Indications for starting empirical oral iron supplementation:

1. If Hb <110 at booking or <105 at 28 weeks

  • Only check ferritin beforehand if known hbpathy or if planning IV iron

  • Re-check after 2-3 weeks, Hb should rise by >20g/l

  • Continue for 3 months and for at least 6 weeks postpartum

2. Non-anaemic women with a high risk of iron depletion (start with or without testing ferritin first)

  • Previous anaemia

  • Multiparous (>3)

  • Multiple pregnancy

  • Consecutive pregnancies <1 year apart

  • Vegetarian / Vegan diet

  • Teenagers

  • Recent bleeding

  • High risk of bleeding or Jehovah’s witness

3. As of 2021, the PANDA research programme is developing a planned pilot clinical trial to examine primary prevention of maternal anaemia with use of oral iron (rationale is treating anaemia after it has already developed will not avoid all potential complications)

 

Indications for testing ferritin prior to starting treatment in non-anaemic women:

  1. High risk of bleeding

  2. Declining blood products, e.g. Jehovah’s witness

  3. Difficulty in providing compatible blood products

 

Management of Iron Deficiency in Pregnancy

Dietary advice

  • RDA of iron in 2nd half of pregnancy = 27mg

  • Haem iron from meat, fish & poultry absorbed 2-3x more readily than non-haem iron

  • Vit C significantly increase iron absorption from non-haem foods

  • Tannins reduce iron absorption when consumed with, or shortly after, meals

  • Once iron-deficient in pregnancy, diet alone is not sufficient to ensure repletion

Oral Iron

  • Safe, cheap, effective

  • 40-80mg elemental iron once in the morning, or alternate days, on an empty stomach with a glass of water or orange juice.

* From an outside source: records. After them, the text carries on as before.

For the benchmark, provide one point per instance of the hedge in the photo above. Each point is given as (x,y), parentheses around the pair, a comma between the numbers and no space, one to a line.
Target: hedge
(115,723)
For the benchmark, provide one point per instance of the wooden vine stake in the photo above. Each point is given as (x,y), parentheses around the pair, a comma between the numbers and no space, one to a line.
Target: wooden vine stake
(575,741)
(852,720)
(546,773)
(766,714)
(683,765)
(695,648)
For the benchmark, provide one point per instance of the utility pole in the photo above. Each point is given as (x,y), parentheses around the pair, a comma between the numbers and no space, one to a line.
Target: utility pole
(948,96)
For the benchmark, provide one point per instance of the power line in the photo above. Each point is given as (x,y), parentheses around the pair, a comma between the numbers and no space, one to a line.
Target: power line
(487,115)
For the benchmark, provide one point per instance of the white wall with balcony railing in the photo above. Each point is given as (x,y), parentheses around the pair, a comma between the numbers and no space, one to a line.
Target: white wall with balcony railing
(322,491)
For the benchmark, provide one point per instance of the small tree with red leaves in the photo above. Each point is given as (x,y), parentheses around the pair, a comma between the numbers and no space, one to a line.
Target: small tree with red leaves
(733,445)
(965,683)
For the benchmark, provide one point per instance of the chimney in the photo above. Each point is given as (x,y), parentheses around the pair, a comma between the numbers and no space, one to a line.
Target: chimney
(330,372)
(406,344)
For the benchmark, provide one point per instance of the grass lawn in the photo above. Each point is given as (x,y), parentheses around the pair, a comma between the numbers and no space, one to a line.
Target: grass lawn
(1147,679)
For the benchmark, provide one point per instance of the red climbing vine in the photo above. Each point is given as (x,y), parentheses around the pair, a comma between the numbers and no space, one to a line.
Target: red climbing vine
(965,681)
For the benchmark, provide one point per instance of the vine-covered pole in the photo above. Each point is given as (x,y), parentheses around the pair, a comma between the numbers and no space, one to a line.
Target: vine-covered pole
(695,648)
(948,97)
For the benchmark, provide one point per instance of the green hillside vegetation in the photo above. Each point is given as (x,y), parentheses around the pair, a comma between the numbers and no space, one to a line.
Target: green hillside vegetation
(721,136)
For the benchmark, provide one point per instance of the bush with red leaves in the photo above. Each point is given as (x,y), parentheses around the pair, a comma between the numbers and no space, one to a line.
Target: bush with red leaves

  • Higher doses likely to result in increased side effects due to unabsorbed iron

  • Re-check Hb after 2-3 weeks

  • Once Hb is in normal range, continue for 3 months or until at least 6 weeks postpartum

IV Iron

  • Currently recommended for women from the 2nd trimester onwards with confirmed iron deficiency and intolerant / not responding to oral iron. Also consider for women presenting after 34 weeks with Hb <100g/l.

  • Adv: More likely to achieve target Hb, higher Hb at 4 weeks, and fewer side effects compared to oral iron

  • C/I: Prev anaphylaxis to IV iron, 1st trimester of pregnancy, active acute or chronic bacteraemia and decompensated liver disease.

  • Breast feeding: Transient increase in iron in milk, 3 days after treatment, compared to oral iron, but mean concentrations remained within normal range.

Delivery

  • IDA should not influence mode or timing of delivery

  • IDA with Hb <100g/l, deliver in an obstetrician-led unit

  • IDA is an indication for active management of 3rd stage of labour.